By Paul Lucas
Robo-advisors: a welcome advance to the way you do business or a threat to your livelihood? It appears that financial planners are split in their opinions about the arrival of the technology that could sort out debts and tax affairs via mobile devices while consumers eat their breakfast.
Last week we revealed that Snapchat may be about to join the robotic revolution (see article
) and now Forbes
is suggesting that human financial advisors are failing to view robo-advisors as a significant competitive challenge.
According to Silviya Simeonova, senior analyst for Corporate Insight, low fees, high-end technology and transparent prices from the robots will lead to consumers expecting the same from full-service companies.
John DeGoey, meanwhile, portfolio manager for Burgeonvest Bick Securities Limited, believes they are a legitimate and viable alternative to human advisors and the industry needs to sit up and take notice.
“You can like it or dislike it, but ignore it at your peril,” he said.
“They provide a legitimate means for the industry to segment itself and for people to determine what type or level of service they want. There’s also the possibility that people might leave DIY discount brokerages to work with robos, too, so it’s not just the human advice channel that might be cannibalized.

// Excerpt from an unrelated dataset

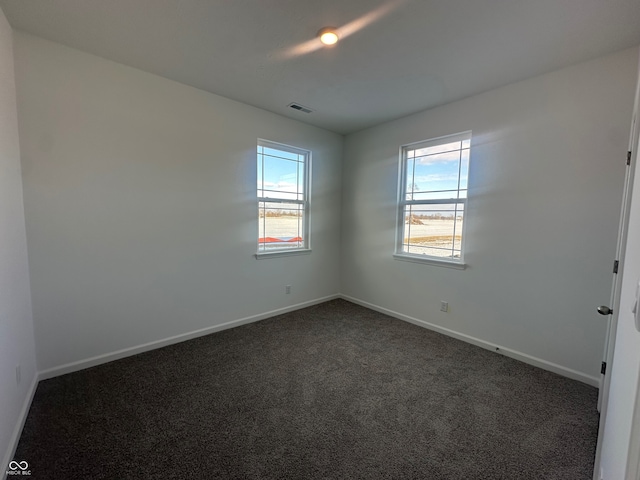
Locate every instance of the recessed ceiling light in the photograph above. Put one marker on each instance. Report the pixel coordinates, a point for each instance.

“However, it’s yet to be seen how people react when a robot says ‘hold’ as the market is dropping.”
Randy Cass, CEO and founder of Nest Wealth, however, believes that the industry has “nothing to be afraid of.”
“Clients of robo-advisors in Canada still have access to the ‘personal touch’,” he said. “Robo-advisors in Canada are more akin to bionic advisors. Firms can use the best technology where appropriate and combine it with a traditional portfolio manager assigned to each client's account. This means that a professional is available to speak whenever the client wants.”
Robo-advisors are effectively a wealth management service that use algorithms to suggest automated investment portfolios deemed suitable for an individual’s risk appetite and goals. Though currently in their infancy, a report from Cerulli Associates has suggested that robo-advice platforms will reach US$489bn in assets by 2020 – a rise from just $18.7bn today.